Similarly, the unbiased estimator for the variance is called the sample variance, which is denoted and calculated by, \[ \bar{s} = \frac{1}{n-1}\sum_{i=1}^{n}(x_{i}-\bar{x})^{2}.\] There is an \(n-1\) in the denominator instead of a \(n\) because the \(-1\) is need to ensure that \(\bar{s}\) is an unbiased estimator for \(Var(X)\). I won’t prove this assertion here, but you can attempt it yourself to practice some of the computation.

Similarly, the sample covariance is defined by \[\frac{1}{n-1}\sum_{i=1}^{n}(x_{i}-\bar{x})(y_{i}-\bar{y}).\]
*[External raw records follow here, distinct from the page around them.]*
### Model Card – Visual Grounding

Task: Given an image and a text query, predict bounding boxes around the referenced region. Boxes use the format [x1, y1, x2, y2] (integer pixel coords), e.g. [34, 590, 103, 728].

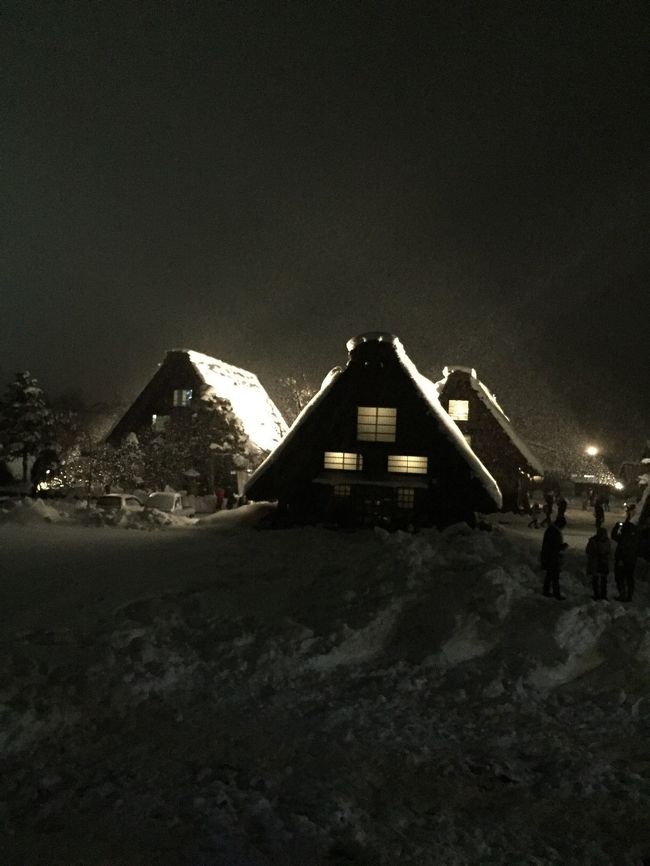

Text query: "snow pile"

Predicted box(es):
[0, 512, 650, 866]
[0, 497, 64, 526]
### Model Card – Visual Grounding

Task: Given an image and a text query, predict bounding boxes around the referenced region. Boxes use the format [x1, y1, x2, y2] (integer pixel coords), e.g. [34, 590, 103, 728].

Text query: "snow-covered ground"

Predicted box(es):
[0, 496, 650, 866]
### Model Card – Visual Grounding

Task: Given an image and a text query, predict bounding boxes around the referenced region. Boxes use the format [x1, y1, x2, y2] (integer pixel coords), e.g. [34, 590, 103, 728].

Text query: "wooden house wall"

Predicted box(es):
[106, 352, 203, 445]
[249, 343, 494, 523]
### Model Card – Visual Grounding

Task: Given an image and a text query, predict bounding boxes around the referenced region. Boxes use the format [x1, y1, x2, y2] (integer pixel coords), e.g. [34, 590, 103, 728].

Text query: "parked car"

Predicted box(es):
[97, 493, 144, 511]
[144, 490, 194, 517]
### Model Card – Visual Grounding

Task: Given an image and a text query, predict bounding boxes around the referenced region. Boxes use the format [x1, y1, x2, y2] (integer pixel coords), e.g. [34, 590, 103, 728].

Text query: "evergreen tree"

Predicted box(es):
[0, 371, 54, 482]
[140, 390, 254, 491]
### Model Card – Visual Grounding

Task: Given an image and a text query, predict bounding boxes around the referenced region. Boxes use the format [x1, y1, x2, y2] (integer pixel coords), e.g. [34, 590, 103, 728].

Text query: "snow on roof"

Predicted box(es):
[177, 349, 287, 451]
[246, 367, 343, 487]
[394, 338, 503, 508]
[247, 331, 502, 507]
[436, 366, 544, 475]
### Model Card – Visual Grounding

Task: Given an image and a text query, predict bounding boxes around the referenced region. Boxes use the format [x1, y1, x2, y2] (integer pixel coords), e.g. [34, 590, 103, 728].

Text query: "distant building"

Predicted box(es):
[246, 333, 501, 527]
[106, 349, 287, 487]
[618, 440, 650, 493]
[437, 367, 544, 511]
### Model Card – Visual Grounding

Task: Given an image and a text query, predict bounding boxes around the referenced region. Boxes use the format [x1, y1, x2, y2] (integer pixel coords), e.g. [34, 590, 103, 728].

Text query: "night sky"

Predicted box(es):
[0, 0, 650, 456]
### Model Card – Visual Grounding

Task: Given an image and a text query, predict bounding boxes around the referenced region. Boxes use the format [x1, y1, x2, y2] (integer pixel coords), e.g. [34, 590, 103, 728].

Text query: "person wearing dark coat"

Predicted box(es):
[540, 521, 569, 601]
[540, 493, 553, 526]
[594, 499, 605, 529]
[528, 502, 542, 529]
[586, 526, 612, 601]
[612, 510, 639, 601]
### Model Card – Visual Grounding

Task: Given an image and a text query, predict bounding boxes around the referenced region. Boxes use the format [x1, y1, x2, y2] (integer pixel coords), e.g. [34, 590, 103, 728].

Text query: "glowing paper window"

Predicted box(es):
[397, 487, 415, 508]
[388, 454, 429, 475]
[357, 406, 397, 442]
[174, 388, 192, 406]
[448, 400, 469, 421]
[323, 451, 363, 472]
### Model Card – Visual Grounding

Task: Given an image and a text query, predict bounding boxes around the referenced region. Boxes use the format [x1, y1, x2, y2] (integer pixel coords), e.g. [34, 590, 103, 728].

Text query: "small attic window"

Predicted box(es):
[357, 406, 397, 442]
[323, 451, 363, 472]
[173, 388, 192, 406]
[151, 415, 169, 433]
[447, 400, 469, 421]
[388, 454, 429, 475]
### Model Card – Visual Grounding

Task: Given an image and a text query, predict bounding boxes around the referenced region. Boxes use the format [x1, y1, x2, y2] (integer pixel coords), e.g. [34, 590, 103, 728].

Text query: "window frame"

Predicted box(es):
[172, 388, 193, 409]
[396, 487, 415, 511]
[357, 406, 397, 442]
[323, 451, 363, 472]
[447, 399, 469, 422]
[386, 454, 429, 475]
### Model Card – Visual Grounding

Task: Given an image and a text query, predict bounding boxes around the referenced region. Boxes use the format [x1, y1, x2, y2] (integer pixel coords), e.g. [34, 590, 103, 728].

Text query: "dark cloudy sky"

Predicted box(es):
[0, 0, 650, 456]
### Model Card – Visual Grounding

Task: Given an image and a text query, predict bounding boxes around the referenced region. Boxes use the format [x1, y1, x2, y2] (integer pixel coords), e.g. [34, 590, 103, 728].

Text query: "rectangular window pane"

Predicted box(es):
[388, 454, 429, 475]
[357, 406, 397, 442]
[323, 451, 363, 471]
[173, 388, 192, 406]
[448, 400, 469, 421]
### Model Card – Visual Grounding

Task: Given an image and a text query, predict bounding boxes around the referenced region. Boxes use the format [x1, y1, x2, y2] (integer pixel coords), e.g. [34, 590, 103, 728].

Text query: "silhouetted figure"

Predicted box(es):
[612, 507, 639, 601]
[594, 499, 605, 529]
[540, 523, 568, 601]
[586, 526, 612, 601]
[540, 493, 553, 526]
[528, 502, 542, 529]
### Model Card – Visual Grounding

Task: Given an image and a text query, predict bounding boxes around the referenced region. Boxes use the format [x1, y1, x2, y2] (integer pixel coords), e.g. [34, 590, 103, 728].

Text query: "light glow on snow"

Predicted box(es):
[182, 349, 287, 451]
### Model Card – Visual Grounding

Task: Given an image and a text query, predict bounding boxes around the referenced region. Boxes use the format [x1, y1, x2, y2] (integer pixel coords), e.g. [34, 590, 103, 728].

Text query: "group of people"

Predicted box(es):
[540, 505, 639, 602]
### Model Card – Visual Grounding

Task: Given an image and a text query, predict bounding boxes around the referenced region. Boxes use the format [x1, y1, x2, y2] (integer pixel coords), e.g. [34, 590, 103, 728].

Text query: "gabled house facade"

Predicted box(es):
[106, 349, 287, 488]
[246, 333, 501, 527]
[436, 367, 544, 511]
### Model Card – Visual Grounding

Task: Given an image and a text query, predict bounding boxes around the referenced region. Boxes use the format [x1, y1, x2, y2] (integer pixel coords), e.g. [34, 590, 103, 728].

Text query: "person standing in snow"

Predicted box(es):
[540, 521, 569, 601]
[594, 499, 605, 529]
[612, 506, 639, 601]
[528, 502, 542, 529]
[586, 526, 612, 601]
[540, 493, 553, 526]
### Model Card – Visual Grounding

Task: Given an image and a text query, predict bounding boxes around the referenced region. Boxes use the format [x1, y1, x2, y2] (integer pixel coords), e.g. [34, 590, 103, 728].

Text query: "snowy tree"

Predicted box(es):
[0, 371, 54, 482]
[140, 389, 252, 490]
[276, 372, 318, 424]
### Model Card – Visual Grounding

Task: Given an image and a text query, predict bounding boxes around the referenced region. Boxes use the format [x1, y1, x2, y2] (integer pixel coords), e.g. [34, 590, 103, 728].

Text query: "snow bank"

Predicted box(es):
[0, 508, 650, 866]
[0, 497, 64, 526]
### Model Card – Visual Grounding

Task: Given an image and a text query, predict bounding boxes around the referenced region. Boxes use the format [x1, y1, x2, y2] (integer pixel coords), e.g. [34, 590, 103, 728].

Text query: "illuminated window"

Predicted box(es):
[151, 415, 169, 433]
[397, 487, 415, 508]
[323, 451, 363, 471]
[388, 454, 429, 475]
[357, 406, 397, 442]
[174, 388, 192, 406]
[448, 400, 469, 421]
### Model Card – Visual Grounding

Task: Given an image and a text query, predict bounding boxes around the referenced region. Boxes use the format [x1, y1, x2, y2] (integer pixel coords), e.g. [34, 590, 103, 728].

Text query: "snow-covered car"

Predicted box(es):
[144, 490, 194, 517]
[96, 493, 144, 512]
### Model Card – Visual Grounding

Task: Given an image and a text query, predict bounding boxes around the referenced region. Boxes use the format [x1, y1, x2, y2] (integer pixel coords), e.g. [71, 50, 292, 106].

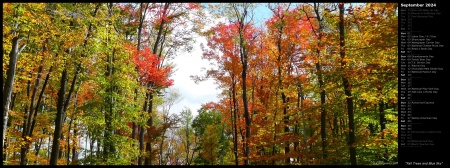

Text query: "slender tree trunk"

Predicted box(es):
[50, 69, 67, 165]
[2, 37, 26, 152]
[339, 3, 356, 165]
[138, 90, 150, 165]
[231, 74, 239, 166]
[144, 91, 153, 165]
[379, 98, 388, 163]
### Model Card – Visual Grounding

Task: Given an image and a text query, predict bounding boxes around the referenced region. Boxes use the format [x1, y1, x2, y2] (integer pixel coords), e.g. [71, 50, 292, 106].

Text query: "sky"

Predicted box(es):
[170, 5, 272, 116]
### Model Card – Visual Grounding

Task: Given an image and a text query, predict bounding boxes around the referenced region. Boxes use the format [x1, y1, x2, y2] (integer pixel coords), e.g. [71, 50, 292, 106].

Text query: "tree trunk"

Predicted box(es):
[231, 74, 239, 166]
[50, 69, 67, 165]
[339, 3, 356, 165]
[144, 90, 153, 165]
[2, 37, 26, 152]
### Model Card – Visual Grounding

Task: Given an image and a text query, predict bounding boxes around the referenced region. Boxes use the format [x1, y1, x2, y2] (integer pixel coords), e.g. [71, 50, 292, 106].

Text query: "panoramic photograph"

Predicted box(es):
[2, 2, 398, 166]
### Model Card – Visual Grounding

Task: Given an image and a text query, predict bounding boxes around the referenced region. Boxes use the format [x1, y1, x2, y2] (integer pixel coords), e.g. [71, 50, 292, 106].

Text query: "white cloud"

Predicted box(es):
[170, 9, 225, 116]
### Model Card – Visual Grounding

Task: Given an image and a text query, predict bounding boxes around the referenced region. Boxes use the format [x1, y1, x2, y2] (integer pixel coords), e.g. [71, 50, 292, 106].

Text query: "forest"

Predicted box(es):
[2, 2, 398, 165]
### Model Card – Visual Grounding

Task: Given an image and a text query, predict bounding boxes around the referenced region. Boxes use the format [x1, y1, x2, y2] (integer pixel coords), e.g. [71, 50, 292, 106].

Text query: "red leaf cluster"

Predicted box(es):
[132, 44, 173, 87]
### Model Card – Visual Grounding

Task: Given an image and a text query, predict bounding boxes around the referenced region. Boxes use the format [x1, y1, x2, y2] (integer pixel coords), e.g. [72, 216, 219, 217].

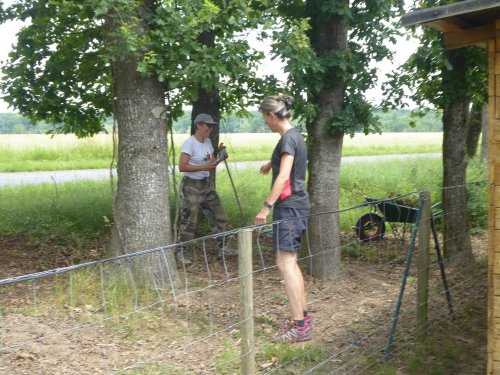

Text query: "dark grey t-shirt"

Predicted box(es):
[271, 128, 310, 209]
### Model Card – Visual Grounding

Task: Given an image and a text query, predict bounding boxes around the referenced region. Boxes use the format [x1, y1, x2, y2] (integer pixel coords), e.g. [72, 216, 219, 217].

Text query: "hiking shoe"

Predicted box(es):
[271, 324, 312, 343]
[219, 245, 238, 258]
[274, 313, 312, 329]
[175, 249, 191, 265]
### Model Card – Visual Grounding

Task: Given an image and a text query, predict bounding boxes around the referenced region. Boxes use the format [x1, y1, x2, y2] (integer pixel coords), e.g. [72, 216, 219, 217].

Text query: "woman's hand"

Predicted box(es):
[260, 162, 272, 174]
[254, 206, 270, 225]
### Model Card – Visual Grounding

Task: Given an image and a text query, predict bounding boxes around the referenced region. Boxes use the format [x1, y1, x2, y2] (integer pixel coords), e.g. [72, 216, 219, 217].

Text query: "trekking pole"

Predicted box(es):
[218, 143, 247, 226]
[224, 159, 247, 226]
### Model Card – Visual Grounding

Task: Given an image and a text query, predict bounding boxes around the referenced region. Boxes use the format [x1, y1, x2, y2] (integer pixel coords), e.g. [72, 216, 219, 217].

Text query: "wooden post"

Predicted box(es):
[417, 191, 432, 339]
[238, 229, 255, 375]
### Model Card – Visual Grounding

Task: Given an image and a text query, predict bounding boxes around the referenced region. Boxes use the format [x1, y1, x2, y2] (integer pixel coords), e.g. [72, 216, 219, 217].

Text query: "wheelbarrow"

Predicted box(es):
[352, 196, 424, 241]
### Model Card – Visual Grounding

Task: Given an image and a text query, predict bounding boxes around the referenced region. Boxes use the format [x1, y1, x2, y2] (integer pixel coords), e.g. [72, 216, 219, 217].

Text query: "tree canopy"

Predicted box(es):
[0, 0, 265, 136]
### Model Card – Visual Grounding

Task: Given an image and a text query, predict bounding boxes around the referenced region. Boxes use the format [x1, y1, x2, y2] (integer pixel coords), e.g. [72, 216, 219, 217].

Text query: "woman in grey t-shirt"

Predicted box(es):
[255, 95, 312, 342]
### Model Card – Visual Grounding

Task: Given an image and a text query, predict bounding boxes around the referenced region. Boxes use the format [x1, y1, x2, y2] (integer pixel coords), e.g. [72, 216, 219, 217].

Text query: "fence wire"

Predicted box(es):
[0, 183, 487, 375]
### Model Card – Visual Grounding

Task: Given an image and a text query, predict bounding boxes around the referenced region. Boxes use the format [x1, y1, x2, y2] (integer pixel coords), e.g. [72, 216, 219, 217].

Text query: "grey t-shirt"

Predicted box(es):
[271, 128, 310, 209]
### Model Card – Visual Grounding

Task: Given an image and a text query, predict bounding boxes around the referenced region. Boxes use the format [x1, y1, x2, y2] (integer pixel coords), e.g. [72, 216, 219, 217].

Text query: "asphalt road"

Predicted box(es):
[0, 154, 441, 187]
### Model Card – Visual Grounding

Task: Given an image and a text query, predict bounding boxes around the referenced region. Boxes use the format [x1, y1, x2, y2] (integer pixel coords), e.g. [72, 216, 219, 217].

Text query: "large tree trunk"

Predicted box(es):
[443, 50, 472, 261]
[108, 4, 177, 288]
[466, 102, 483, 159]
[306, 5, 347, 279]
[479, 103, 489, 161]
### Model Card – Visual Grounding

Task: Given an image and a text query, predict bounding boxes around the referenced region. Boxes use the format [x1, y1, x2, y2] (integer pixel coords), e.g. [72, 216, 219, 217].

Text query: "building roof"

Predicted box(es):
[401, 0, 500, 49]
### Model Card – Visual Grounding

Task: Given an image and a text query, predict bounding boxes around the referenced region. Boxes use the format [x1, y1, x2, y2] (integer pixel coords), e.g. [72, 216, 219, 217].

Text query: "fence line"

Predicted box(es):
[0, 182, 485, 374]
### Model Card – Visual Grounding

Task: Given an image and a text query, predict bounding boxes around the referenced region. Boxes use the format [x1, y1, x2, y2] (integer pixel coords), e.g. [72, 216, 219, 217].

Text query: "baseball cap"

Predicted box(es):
[193, 113, 219, 125]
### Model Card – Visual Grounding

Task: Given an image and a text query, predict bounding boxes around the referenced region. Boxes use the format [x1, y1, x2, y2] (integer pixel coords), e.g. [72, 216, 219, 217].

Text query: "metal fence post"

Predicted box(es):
[238, 229, 255, 375]
[416, 190, 432, 338]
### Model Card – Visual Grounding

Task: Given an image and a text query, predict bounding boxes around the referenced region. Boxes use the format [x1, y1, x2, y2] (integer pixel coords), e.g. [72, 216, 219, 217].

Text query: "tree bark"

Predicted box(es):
[479, 103, 489, 162]
[466, 102, 483, 159]
[191, 31, 221, 184]
[108, 4, 178, 288]
[307, 5, 347, 279]
[443, 50, 472, 262]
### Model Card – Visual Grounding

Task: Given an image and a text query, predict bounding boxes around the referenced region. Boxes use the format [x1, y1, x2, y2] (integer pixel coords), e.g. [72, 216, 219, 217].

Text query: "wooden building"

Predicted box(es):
[401, 0, 500, 375]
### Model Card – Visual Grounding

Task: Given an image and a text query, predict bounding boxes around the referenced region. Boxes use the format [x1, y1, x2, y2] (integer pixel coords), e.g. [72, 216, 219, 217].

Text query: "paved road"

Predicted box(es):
[0, 154, 441, 187]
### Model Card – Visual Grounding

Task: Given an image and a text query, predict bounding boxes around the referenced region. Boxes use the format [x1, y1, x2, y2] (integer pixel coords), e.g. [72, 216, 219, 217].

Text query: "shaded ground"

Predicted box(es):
[0, 234, 487, 375]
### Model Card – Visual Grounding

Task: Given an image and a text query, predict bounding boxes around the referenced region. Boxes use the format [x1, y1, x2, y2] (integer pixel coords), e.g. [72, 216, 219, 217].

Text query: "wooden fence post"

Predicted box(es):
[416, 190, 432, 339]
[238, 229, 255, 375]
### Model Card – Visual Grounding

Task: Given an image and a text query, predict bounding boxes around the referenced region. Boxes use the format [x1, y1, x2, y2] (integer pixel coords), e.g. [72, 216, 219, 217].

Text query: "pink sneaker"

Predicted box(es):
[271, 324, 312, 343]
[274, 313, 312, 329]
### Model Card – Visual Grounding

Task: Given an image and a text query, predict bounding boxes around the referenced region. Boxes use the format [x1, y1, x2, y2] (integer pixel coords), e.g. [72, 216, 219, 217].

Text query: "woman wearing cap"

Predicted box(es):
[176, 113, 234, 264]
[255, 95, 312, 342]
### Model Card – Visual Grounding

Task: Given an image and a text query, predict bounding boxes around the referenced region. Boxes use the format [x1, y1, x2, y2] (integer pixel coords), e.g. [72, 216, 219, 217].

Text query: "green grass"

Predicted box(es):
[0, 133, 442, 172]
[0, 158, 487, 248]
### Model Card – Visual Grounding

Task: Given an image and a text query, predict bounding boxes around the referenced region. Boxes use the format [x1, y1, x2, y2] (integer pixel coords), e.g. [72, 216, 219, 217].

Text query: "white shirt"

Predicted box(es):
[181, 135, 214, 180]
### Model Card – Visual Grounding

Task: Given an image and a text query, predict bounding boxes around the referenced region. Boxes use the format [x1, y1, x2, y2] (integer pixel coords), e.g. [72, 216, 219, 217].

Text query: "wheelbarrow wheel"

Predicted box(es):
[354, 213, 385, 241]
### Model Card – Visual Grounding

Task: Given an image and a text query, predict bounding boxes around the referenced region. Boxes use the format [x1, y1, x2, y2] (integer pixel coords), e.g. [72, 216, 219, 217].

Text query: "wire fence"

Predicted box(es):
[0, 187, 487, 375]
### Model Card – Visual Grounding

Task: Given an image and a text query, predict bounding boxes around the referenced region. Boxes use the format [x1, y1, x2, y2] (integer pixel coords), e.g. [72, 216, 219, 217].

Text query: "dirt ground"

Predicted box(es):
[0, 238, 487, 375]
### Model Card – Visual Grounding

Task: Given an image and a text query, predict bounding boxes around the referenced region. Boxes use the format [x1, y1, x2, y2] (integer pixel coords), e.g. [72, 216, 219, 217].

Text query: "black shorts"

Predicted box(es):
[273, 207, 310, 252]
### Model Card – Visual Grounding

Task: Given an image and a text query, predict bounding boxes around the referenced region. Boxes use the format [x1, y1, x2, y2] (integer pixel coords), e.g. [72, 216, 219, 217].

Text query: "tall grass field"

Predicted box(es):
[0, 133, 443, 172]
[0, 133, 487, 251]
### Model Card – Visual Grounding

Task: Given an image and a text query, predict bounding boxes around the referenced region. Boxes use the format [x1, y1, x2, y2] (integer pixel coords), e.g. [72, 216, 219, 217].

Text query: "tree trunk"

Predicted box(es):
[307, 6, 347, 279]
[466, 102, 483, 159]
[479, 103, 489, 162]
[443, 50, 472, 261]
[191, 31, 221, 184]
[108, 5, 178, 288]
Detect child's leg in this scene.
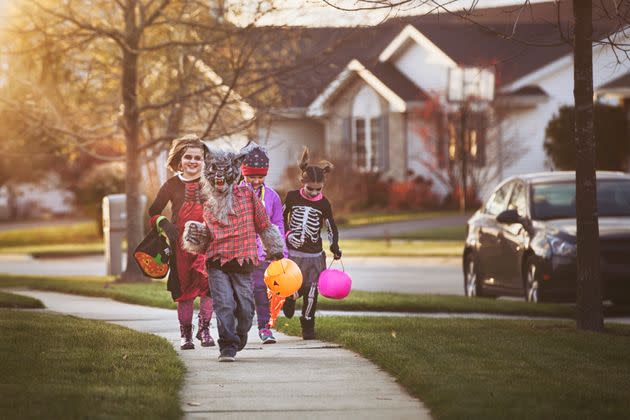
[199,295,212,321]
[177,299,195,325]
[197,295,214,347]
[208,267,243,356]
[252,261,269,329]
[228,273,255,350]
[300,253,326,340]
[177,299,195,350]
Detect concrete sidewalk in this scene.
[12,290,431,420]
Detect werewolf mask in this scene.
[203,147,249,194]
[200,146,252,224]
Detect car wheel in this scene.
[464,253,481,297]
[525,257,540,303]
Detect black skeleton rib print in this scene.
[284,190,339,254]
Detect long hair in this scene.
[166,134,206,172]
[298,147,334,183]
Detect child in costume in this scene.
[149,135,214,350]
[241,146,288,344]
[282,149,341,340]
[184,147,284,362]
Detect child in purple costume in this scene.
[241,147,288,344]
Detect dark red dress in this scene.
[149,176,209,302]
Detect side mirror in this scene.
[497,210,523,225]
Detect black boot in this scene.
[197,317,214,347]
[282,297,295,319]
[179,325,195,350]
[300,318,315,340]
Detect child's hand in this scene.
[330,244,341,260]
[158,217,179,247]
[183,220,212,254]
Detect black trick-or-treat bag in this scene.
[133,229,171,279]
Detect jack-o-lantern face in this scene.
[134,251,168,278]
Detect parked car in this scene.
[463,172,630,303]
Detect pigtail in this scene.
[298,147,309,172]
[318,160,335,175]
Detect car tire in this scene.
[464,252,483,298]
[523,255,542,303]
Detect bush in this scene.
[76,162,125,233]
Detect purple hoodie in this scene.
[241,181,289,261]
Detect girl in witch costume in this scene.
[282,148,341,340]
[149,135,214,350]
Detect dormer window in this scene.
[352,86,383,172]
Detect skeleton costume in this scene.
[283,189,339,330]
[149,136,215,350]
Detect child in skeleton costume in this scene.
[282,149,341,340]
[241,145,288,344]
[184,147,284,362]
[149,135,214,350]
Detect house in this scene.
[252,1,630,199]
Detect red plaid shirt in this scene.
[203,186,271,265]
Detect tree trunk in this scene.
[120,0,149,282]
[573,0,604,331]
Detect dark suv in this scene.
[463,172,630,303]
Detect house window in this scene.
[352,86,383,171]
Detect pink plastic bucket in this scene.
[319,268,352,299]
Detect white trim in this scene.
[378,25,457,66]
[306,59,407,117]
[500,26,629,92]
[500,54,573,92]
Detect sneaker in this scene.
[219,352,236,362]
[236,333,247,351]
[258,328,276,344]
[282,298,295,319]
[179,325,195,350]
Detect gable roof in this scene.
[307,60,428,116]
[260,0,630,108]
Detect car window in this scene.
[508,182,527,216]
[532,180,630,220]
[486,182,514,216]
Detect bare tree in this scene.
[3,0,306,281]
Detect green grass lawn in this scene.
[278,317,630,419]
[336,210,472,227]
[0,222,101,248]
[0,291,44,308]
[0,274,630,318]
[0,309,185,419]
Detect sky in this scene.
[247,0,549,26]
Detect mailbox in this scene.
[103,194,147,275]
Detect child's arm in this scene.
[149,181,179,246]
[149,181,171,217]
[269,189,289,258]
[324,203,341,260]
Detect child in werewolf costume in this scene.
[184,147,284,362]
[149,135,214,350]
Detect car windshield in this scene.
[532,180,630,220]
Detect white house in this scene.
[252,1,630,199]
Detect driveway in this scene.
[339,214,470,240]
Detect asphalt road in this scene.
[0,255,463,295]
[339,214,470,240]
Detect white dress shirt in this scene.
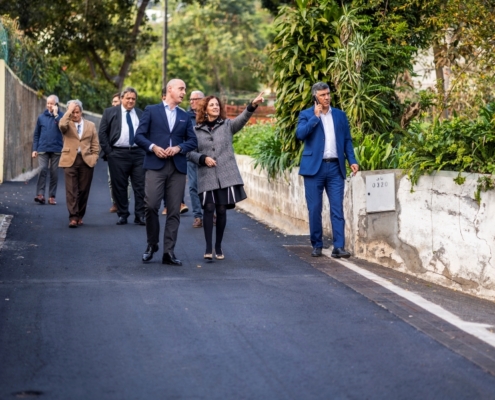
[74,118,84,154]
[149,100,177,151]
[320,107,338,158]
[114,105,139,147]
We now define what bias actually means. In general, let any arbitrary estimator for the random variable \(X\) be \(\hat{X}\). For example, if the random variable is points scored in a game, we can choose \(\hat{PPG} = 5\), which is a very bad estimator for most players, but may not be a bad estimator for NBA champion Kendrick Perkins, who averaged \(5.4\) points in his career. The bias for an estimator is defined as \[Bias[\hat{X}] = \mathbb{E}[\hat{X}-X].\] Preferably, we want a bias equal to zero. But this may not always be possible (or even desired in some cases).

2.3 Concluding Remarks

In this section, I provided a very brief primer/reference for the statistics and math that will be used in the key sections portions of the tutorials. We will take a short break from all of this math. In the next sections, we learn about the differences between econometrics and machine learning, and why both will be useful for NBA analytics. We then begin to learn how to use \(\texttt{R}\).